WL#13775: InnoDB: Encrypt DBLWR files
Currently, all the pages in the double write files are unencrypted. Even pages belonging to encrypted tablespaces, remain unencrypted in the double write files. The goal of this worklog is to enhance the security of the double write files. The purpose of this worklog is to ensure that the pages in double write files belonging to encrypted tablespaces are also encrypted. Likewise, the pages in dblwr files that belong to unencrypted tablespace remain unencrypted. There is no separate encryption key for the double write files. The pages are encrypted making use of the respective tablespace encryption keys. The same encrypted page that will be written to the data file of a tablespace is also written to the double write file. The high level steps would be:
- If transparent compression is enabled for a tablespace, do compression.
- If encryption is enabled for a tablespace, do encryption using the tablespace key.
- Flush the compressed+encrypted page to the dblwr file.
- Flush the same compressed+encrypted page to the data file of tablespace.
The double write files now contain different types of pages depending on the tablespaces. Some of them are unencrypted, some are encrypted with their respective tablespaces keys, and the remaining are compressed+encrypted with their respective tablespace keys.
Functional Requirements:
F1 - If a tablespace is encrypted, then its pages in the doublewrite file will also be encrypted using the same tablespace encryption key.
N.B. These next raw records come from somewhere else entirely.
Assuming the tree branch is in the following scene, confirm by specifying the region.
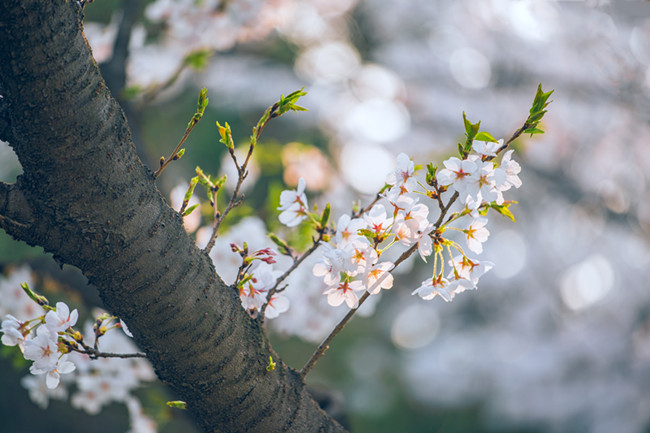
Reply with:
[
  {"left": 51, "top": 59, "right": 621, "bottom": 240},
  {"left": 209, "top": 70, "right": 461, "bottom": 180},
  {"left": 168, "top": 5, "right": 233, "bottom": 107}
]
[{"left": 0, "top": 0, "right": 344, "bottom": 433}]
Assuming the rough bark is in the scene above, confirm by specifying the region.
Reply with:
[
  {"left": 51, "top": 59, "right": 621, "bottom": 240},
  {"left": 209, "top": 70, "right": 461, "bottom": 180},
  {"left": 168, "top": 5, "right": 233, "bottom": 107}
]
[{"left": 0, "top": 0, "right": 343, "bottom": 432}]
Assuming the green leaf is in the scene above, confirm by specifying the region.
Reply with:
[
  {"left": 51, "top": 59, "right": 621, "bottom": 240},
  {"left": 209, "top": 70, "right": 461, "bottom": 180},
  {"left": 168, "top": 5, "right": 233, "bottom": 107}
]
[
  {"left": 486, "top": 201, "right": 517, "bottom": 222},
  {"left": 459, "top": 111, "right": 481, "bottom": 158},
  {"left": 474, "top": 131, "right": 499, "bottom": 143},
  {"left": 183, "top": 50, "right": 212, "bottom": 71},
  {"left": 183, "top": 203, "right": 199, "bottom": 217},
  {"left": 172, "top": 148, "right": 185, "bottom": 161},
  {"left": 20, "top": 282, "right": 48, "bottom": 310},
  {"left": 167, "top": 400, "right": 187, "bottom": 410},
  {"left": 271, "top": 87, "right": 307, "bottom": 117},
  {"left": 523, "top": 83, "right": 554, "bottom": 136},
  {"left": 320, "top": 203, "right": 332, "bottom": 228},
  {"left": 425, "top": 162, "right": 438, "bottom": 186},
  {"left": 217, "top": 122, "right": 235, "bottom": 150},
  {"left": 266, "top": 356, "right": 275, "bottom": 371},
  {"left": 183, "top": 176, "right": 199, "bottom": 203}
]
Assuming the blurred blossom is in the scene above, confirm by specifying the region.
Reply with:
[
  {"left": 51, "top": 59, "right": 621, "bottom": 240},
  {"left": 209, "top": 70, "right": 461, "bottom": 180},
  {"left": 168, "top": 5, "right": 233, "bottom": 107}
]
[
  {"left": 127, "top": 46, "right": 184, "bottom": 88},
  {"left": 350, "top": 64, "right": 405, "bottom": 100},
  {"left": 296, "top": 41, "right": 360, "bottom": 83},
  {"left": 339, "top": 142, "right": 395, "bottom": 195},
  {"left": 278, "top": 2, "right": 328, "bottom": 43},
  {"left": 84, "top": 14, "right": 122, "bottom": 63},
  {"left": 560, "top": 255, "right": 614, "bottom": 310},
  {"left": 345, "top": 99, "right": 409, "bottom": 143},
  {"left": 390, "top": 304, "right": 440, "bottom": 349},
  {"left": 485, "top": 229, "right": 528, "bottom": 279},
  {"left": 282, "top": 143, "right": 332, "bottom": 191},
  {"left": 508, "top": 0, "right": 557, "bottom": 41},
  {"left": 449, "top": 48, "right": 491, "bottom": 89}
]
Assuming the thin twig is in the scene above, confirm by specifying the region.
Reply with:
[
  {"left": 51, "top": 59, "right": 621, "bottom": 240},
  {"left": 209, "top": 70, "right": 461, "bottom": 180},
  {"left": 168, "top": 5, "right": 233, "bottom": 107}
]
[
  {"left": 153, "top": 119, "right": 199, "bottom": 177},
  {"left": 298, "top": 243, "right": 418, "bottom": 378},
  {"left": 260, "top": 230, "right": 324, "bottom": 320},
  {"left": 73, "top": 347, "right": 147, "bottom": 359},
  {"left": 203, "top": 105, "right": 275, "bottom": 254}
]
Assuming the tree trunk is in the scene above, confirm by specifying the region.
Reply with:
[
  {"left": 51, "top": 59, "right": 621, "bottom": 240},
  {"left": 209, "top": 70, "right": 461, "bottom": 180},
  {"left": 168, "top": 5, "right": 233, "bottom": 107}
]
[{"left": 0, "top": 0, "right": 344, "bottom": 433}]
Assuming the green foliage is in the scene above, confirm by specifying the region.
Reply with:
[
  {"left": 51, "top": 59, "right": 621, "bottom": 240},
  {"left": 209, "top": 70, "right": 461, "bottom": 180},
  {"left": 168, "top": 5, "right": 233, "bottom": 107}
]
[
  {"left": 217, "top": 122, "right": 235, "bottom": 150},
  {"left": 523, "top": 83, "right": 554, "bottom": 136},
  {"left": 266, "top": 356, "right": 275, "bottom": 371},
  {"left": 183, "top": 50, "right": 212, "bottom": 72},
  {"left": 458, "top": 111, "right": 481, "bottom": 159},
  {"left": 426, "top": 162, "right": 438, "bottom": 186},
  {"left": 187, "top": 87, "right": 209, "bottom": 129},
  {"left": 271, "top": 87, "right": 307, "bottom": 118},
  {"left": 479, "top": 200, "right": 517, "bottom": 222}
]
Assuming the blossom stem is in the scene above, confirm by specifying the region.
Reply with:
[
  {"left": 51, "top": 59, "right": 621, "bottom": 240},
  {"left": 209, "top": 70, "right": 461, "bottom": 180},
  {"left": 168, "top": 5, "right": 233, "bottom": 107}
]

The same copy of the page will be written to both the dblwr file and the data file.
F2 - If a tablespace is unencrypted, then its pages in the doublewrite file will also be unencrypted.
Non Functional Requirements:
NF1 - Since the same encrypted page is used for the data file and the dblwr file, there should be no overhead because of this WL.
- For an encrypted tablespace, a data page is encrypted once and it used for both the data file and the dblwr file.
- During recovery, if the dblwr page is encrypted, it is decrypted using the tablespace encryption key and checked for corruption.
Introduction:
When doublewrite is disabled, the transparent encryption and compression are done at the I/O layer as before. When it is enabled, we had to consider the following:
1. When a tablespace is encrypted, its buffer pages are encrypted only once and the same encrypted copy is used for both the doublewrite buffer/file as well as the data file.
2. When a tablespace is compressed, its buffer pages are compressed only once and the same compressed copy is used for both the dblwr buffer/file as well as the data file.
3. When a tablespace is compressed and encrypted, do compress first followed by encrypt and do these operations only once. The result is then used for both the dblwr file and the data file.
This means that the transparent compression and encryption must happen at the double write layer itself. I have chosen the function dblwr::write() to do this compression and encryption.
Compressed and/or Encrypted Frame:
The uncompressed buffer frame is contained in the buf_page_t structure itself. Once it is compressed and/or encrypted, it is held in a separate memory he file::Block structure. There was already a cache of these file::Block objects used for transparent compression and encryption. The same cache is used now also.
This file::Block* object for a corresponding buf_page_t structure is then passed around as an extra argument. The length of compressed data is also passed around as an extra argument.
Recovery:
Previously, the double write buffers are never encrypted. So checksum verification can be done directly. But now, since the double write file pages are encrypted, they need to be first unencrypted before checksum verification can be done. This is done in dblwr_recover_page() function.
Background Notes:
The number of double write (dblwr) files is given by dblwr::n_files. Each of these files are divided into two parts - the first part is for batch writing and the second part is for single page writing. The single page writing is used during sync page flushes. These are referred to as batch segments and single segments in our code base.
In a batch segment, we combine dblwr::n_pages and flush them together. In a single segment, each individual pages are flushed independently. All these pages use the unencrypted page even for encrypted tablespace. In this WL, we will use the encrypted page for those pages belonging to an encrypted tablespace.